Graph Mining Library

306 points by zuzatm 2 years ago | 101 comments

esafak 2 years ago |

Graph mining was "so hot right now" ten years ago. Remember GraphX (https://spark.apache.org/graphx/) and GraphLab (https://en.wikipedia.org/wiki/GraphLab) ? Or graph databases?

I guess it coincided with the social network phenomenon. Much more recently geometric learning (ML on graphs and other structures) shone, until LLMs stole their thunder. I still think geometric learning has a lot of life left in it, and I would like to see it gain popularity.

PaulHoule 2 years ago | |

There are "graph databases" which see graphs as a universal approach to data, see RDF and SPARQL and numerous pretenders.

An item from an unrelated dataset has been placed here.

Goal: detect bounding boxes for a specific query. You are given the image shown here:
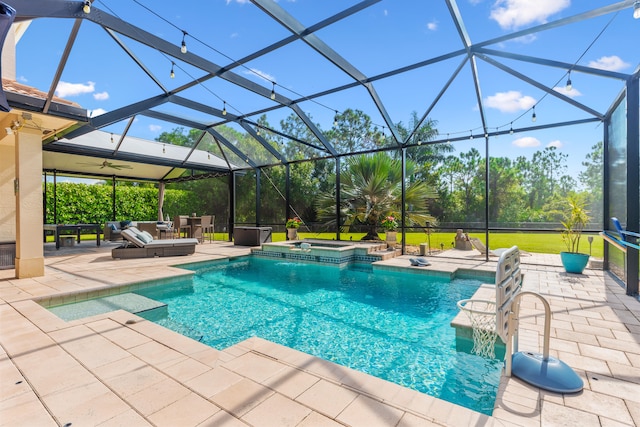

For that matter, think of a C program where the master data structure is a graph of pointers. In a graph like that there is usually a huge number of different edge types such as "is married to", "has yearly average temperature", ...

Then there are "graph algorithms" such as PageRank, graph centrality, and such. In a lot of those cases there is one edge type or a small number of edge cases.

There are some generic algorithms you can apply to graphs with many typerd edges edges such as the magic SPARQL pattern

  ?s1 ?p ?o .
  ?s2 ?p ?o .

which finds ?s1 and ?s2 that share a relationship ?p with some ?o and is the basis for a similarity metric between ?s1 and ?s2. Then there are the cases that you pick out nodes with some specific ?p and apply some graph algorithm to those.

The thing about graphs is, in general, they are amorphous and could have any structure (or lack of structure) at all which can be a disaster from a memory latency perspective. Specific graphs usually do have some structure with some locality. There was a time I was using that magic SPARQL pattern and wrote a program that would have taken 100 years to run and then repacked the data structures and discovered an approximation that let me run the calculation in 20 minutes.

Thus practitioners tend to be skeptical about general purpose graph processing libraries as you may very have a problem that I could code up a special-purpose answer to in less time than you'll spend fighting with the build system for that thing that runs 1000x faster.

----

If you really want to be fashionable though, arXiv today is just crammed with papers about "graph neural networks" that never seem to get hyped elsewhere. YOShInOn has made me a long queue of GNN papers to look at but I've only skimmed a few. A lot of articles say they can be applied to the text analysis problems I do but they don’t seem to really perform better than the system YOShInOn and I use so I haven’t been in a hurry to get into them.

Someone 2 years ago | | |

> a universal approach to data, see RDF and SPARQL and numerous pretenders. For that matter, think of a C program where the master data structure is a graph of pointers.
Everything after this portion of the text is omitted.